Whoever said that Britons have bad teeth clearly had never journeyed to Morocco. For whatever reason, be it a diet with a high sugar content, or the sensibility not to blow tones of money and waste years of smiles on orthodontia, there is a noticeably high percentage of crooked, decaying or missing teeth. It serves as a reminder of that cute poster in your stateside dentist’s office, ‘you don’t have to floss all your teeth, just the ones you want to keep.’
Saturday, November 21, 2009
The flipside to having a public ‘manland’ is that there is a ‘womanland’ that exists behind closed doors. This makes Morocco actually seem like a woman’s country. Men’s lives are lived in a flash, a blur of interaction under the sun, and then they are over. There are a lot more ways to die young when your days are not spent mostly in the home. So while men die younger, their women live on. They maintain the households, carry on the job of raising the children and do what is necessary to keep life going. So while the public day to day is mostly the man’s land, the continuity, the private year to year, is woman’s land.
Manland is the term for nearly all public places in the non-metropolitan areas of Morocco. Manland is the impression one gets when walking through town that of all the people you see, drinking coffee at a café, or talking to friends in the street not one of them is female. Except it is more then impression, it is fact. It makes you think that an entire village is comprised totally of men and they have somehow learned how to procreate in what appears to be the total absence of women.
Of course there are women, they are just not publicly visible. Their lives are much more private.
A Souq is a weekly market held in nearly every town with more then a thousand people in which all the accoutrements necessary for Moroccan life are on sale, from tomatoes to ducks and from skis to TVs. The Souq is the all-purpose mall of Morocco.
What is most interesting about the Souq is that it is a storyland. Whereas the American consumer can surmise that they are the first person to own a product and before they bought it from wherever, it was on a container ship from China where it was made, the Moroccan merchandise gives no such sterile story. You wander from mountain to mountain wondering how these jackets came to be here and what country these brand names are from. It seems as though once a week, a magical American landfill, not used since the 80’s is unearthed and put on display, enticing customers with dusty GameBoys, Plastation 2’s, faux impressionist paintings, random car parts and mountains of clothes waiting to be dug through before unearthing their discount treasures, dusty jellaba and ten matching red laCoste sweat suits.

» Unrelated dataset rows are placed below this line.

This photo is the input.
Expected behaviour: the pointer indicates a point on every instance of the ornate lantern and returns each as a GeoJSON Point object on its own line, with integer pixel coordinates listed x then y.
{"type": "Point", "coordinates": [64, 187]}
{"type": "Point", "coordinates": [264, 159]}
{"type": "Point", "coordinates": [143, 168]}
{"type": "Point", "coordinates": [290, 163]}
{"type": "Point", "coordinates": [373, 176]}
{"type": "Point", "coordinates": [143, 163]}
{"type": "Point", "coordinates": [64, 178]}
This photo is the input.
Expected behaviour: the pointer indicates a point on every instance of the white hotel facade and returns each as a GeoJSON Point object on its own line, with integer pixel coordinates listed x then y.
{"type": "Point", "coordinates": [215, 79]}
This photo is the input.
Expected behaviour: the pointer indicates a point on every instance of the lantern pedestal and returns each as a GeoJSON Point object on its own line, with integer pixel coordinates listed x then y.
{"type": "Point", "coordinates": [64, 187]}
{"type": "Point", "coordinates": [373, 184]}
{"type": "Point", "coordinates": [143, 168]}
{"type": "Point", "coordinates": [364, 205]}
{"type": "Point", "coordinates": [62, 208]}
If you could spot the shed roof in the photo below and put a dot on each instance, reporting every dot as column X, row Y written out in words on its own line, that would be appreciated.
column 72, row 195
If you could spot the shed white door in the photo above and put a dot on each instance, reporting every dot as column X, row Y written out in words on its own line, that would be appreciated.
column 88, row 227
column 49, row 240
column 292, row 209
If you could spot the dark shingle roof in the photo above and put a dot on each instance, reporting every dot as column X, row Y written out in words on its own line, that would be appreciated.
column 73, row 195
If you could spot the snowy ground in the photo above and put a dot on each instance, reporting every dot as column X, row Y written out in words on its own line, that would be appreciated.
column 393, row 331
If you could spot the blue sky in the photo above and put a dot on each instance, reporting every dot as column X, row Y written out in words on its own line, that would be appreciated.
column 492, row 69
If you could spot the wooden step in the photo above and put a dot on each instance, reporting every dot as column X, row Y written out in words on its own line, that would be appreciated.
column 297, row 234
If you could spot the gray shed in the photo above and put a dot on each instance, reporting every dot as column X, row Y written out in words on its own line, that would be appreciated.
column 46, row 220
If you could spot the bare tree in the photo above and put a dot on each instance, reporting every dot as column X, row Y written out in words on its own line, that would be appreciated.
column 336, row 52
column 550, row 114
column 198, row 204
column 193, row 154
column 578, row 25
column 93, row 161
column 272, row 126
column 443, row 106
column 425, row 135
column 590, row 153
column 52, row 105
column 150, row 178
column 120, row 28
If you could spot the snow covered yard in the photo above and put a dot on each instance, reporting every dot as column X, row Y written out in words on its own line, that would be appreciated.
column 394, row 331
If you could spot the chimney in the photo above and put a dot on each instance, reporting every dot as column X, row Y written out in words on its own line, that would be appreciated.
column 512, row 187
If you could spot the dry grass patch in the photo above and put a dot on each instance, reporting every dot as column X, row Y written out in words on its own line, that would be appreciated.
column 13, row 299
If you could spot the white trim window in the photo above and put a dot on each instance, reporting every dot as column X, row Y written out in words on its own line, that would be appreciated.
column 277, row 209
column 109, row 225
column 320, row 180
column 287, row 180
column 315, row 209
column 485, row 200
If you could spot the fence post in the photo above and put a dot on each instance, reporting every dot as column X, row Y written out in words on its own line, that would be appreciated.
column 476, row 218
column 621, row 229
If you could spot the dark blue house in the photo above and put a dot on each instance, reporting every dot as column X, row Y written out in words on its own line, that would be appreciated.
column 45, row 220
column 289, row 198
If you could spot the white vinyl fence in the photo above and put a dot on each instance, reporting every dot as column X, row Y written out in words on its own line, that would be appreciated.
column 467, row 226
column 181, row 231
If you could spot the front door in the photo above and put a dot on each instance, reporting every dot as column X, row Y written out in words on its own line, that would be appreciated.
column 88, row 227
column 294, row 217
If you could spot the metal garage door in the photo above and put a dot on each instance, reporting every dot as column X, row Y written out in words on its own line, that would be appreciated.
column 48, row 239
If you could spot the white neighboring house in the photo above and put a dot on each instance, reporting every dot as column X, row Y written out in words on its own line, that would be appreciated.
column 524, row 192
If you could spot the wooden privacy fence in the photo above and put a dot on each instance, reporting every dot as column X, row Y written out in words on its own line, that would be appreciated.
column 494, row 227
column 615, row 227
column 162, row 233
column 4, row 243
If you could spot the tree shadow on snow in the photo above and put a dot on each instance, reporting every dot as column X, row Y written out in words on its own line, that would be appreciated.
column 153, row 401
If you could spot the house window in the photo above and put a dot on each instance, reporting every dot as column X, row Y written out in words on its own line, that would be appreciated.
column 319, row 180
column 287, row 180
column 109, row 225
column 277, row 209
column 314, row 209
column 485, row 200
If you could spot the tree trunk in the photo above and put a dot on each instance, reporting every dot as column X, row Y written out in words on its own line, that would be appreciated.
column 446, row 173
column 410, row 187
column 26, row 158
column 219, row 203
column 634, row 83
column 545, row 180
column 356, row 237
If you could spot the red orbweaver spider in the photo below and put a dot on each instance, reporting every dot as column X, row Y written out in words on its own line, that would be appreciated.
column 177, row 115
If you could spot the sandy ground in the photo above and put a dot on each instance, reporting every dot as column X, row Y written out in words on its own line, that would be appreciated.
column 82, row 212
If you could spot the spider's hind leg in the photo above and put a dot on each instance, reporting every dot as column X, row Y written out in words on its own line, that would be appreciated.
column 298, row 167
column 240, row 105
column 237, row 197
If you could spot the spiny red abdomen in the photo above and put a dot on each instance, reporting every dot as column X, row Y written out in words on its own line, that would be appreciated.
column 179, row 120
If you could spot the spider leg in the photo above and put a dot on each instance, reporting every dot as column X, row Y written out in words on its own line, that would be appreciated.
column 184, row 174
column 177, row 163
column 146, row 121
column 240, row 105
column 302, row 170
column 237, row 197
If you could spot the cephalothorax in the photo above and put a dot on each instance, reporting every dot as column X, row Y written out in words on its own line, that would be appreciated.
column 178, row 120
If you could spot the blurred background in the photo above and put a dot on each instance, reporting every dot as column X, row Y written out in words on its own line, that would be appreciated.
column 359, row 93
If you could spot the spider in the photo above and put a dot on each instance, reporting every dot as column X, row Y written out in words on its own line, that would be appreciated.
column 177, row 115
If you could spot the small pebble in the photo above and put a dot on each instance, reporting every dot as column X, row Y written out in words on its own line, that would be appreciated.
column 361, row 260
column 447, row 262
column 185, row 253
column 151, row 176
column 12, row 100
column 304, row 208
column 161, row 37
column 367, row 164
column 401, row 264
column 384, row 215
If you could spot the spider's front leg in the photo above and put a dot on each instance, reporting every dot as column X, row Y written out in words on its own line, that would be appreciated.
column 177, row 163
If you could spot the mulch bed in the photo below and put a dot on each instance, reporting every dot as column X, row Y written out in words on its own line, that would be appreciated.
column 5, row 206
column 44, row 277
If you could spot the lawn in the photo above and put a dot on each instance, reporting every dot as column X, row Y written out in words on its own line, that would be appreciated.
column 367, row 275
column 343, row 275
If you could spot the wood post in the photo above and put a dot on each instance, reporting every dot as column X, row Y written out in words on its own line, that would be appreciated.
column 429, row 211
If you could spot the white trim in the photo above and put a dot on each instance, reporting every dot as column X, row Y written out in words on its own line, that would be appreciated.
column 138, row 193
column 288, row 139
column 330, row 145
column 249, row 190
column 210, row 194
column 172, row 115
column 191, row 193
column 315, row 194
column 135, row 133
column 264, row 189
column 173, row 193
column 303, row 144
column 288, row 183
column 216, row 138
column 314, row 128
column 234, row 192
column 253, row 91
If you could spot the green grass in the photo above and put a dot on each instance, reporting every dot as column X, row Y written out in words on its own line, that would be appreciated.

It is important to note that everything on sale and some foreigners who have only been studying the language for one month may have made some incorrect comments, which may have given the wrong impression that, rather then liking FC Barcelona, led one vendor in particular to think that we wanted to buy the shirt off his back… At least he quoted a good price on account of it being sweaty.
That brings us to another subject, which is that all Souq items must be bargained for. It is a truly foolish person who agrees to pay either the first or second price quoted, or who believes a vendor when they declare, ‘But I bought it for Dh 9.50, if I sell it for less then Dh 10 I’ll lose money’ about a Dh 2 bar of soap.
Bargaining, it seems, is no small skill to master.